If there is no abnormality, the microprocessor 1
Based on the captured measurement data, normal arithmetic processing, that is, calculation of data such as distance and speed, is performed (step 13). These calculations are the same as in the embodiment described above.

The calculated data is stored in the RAM 3 to update the previous value and is sent to the display device 9.

The display device 9 converts the sent data into display numbers and displays them with appropriate units attached (step 16).

After these processes, the microprocessor 1 performs calculations to change the allowable range (step 17). The calculation result is stored in the RAM 3 and updates the previous value. As a result, the allowable range changes as the ship moves.

This tolerance range change operation is performed using known data stored in RAM3 up to that point, for example,
Read the previous value and calculate based on this data. For example, speed data is used as the known data. The estimation assumes that this speed is constant,
This is executed by multiplying the elapsed time from the previous measurement to the current measurement to calculate the distance estimate.
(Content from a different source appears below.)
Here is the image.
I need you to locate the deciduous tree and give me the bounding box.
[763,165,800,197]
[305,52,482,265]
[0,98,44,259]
On the other hand, if the abnormal value status in step 12 is output, the microprocessor 1
sends an instruction to the measurement data processing unit to reject the abnormal value (step 14). Further, in this embodiment, a value set as an allowable range is displayed as an estimated value (step 15).
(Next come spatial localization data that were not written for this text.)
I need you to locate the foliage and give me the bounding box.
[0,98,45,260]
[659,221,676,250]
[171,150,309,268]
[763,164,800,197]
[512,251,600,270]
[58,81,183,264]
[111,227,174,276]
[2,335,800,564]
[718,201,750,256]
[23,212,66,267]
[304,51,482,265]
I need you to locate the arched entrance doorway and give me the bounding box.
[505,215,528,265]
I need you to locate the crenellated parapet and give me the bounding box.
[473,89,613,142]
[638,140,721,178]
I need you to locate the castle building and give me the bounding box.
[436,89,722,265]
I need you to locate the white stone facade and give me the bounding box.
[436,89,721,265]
One cycle of measurement is completed by executing the above series of steps.

[Effects of the Invention] As explained above, the present invention changes the width of the allowable range between long distances where the ship speed is high and requires relatively little precision, and short distances where the ship speed is slow but requires precision. As a result, abnormal values are less likely to occur at distant points, while errors in abnormal value detection can be reduced at short distances, resulting in the realization of a highly reliable berthing guidance assistance system.
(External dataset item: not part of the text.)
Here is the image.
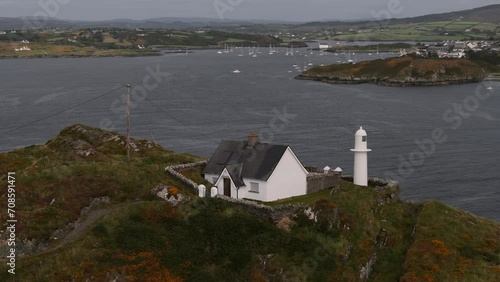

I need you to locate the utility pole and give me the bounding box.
[126,84,131,162]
[Brief explanation of drawings]

Figure 1 is a block diagram showing the configuration of the present invention, Figure 2 is a block diagram showing the configuration of the present invention.
The figure is a block diagram showing the configuration of an embodiment of the present invention.
FIG. 3 is a block diagram showing the configuration of the front end section of the above embodiment, FIG. 4 is a flowchart for explaining the operation of the above embodiment, and FIG. 5 is for explaining the operation of another embodiment of the present invention. This is a flowchart for 1...Microprocessor, 2...ROM, 3
...RAM, 4...Bus, 5...Front end section, 6...Transducer/receiver, 7...I/O port, 8...
... Keyboard, 9 ... Display device, 51 ... Transmission circuit, 52 ... Receiving circuit, 53 ... Time measurement circuit,
54...Timing signal generation circuit.

Claims (1)

[Claims] 1. A transducer that transmits ultrasonic waves to a ship that is about to berth and receives reflected waves from the ship;
The round trip time of the received ultrasonic waves in a berthing guidance assistance system that uses the round trip time of the ultrasonic waves to measure the distance, speed, etc. of the ship, notifies the ship, and provides guidance assistance so that the ship approaches the berth at an appropriate speed. an abnormal value detection means for detecting the presence or absence of an abnormality by comparing it with a value set with an allowable range for the round trip time of the ultrasonic waves received up to that point, and rejecting the above-mentioned allowable range in the case of an abnormality; It has at least two levels: a wide tolerance range for long distances and a narrow tolerance range for short distances,
Tolerance range changing means for determining to which stage the measured distance belongs, and changing the tolerance range to a tolerance range corresponding to the stage to which the determination result belongs if the determination result is different from the stage to which the determination result belongs. A berthing guidance assistance system with an abnormal value removal function.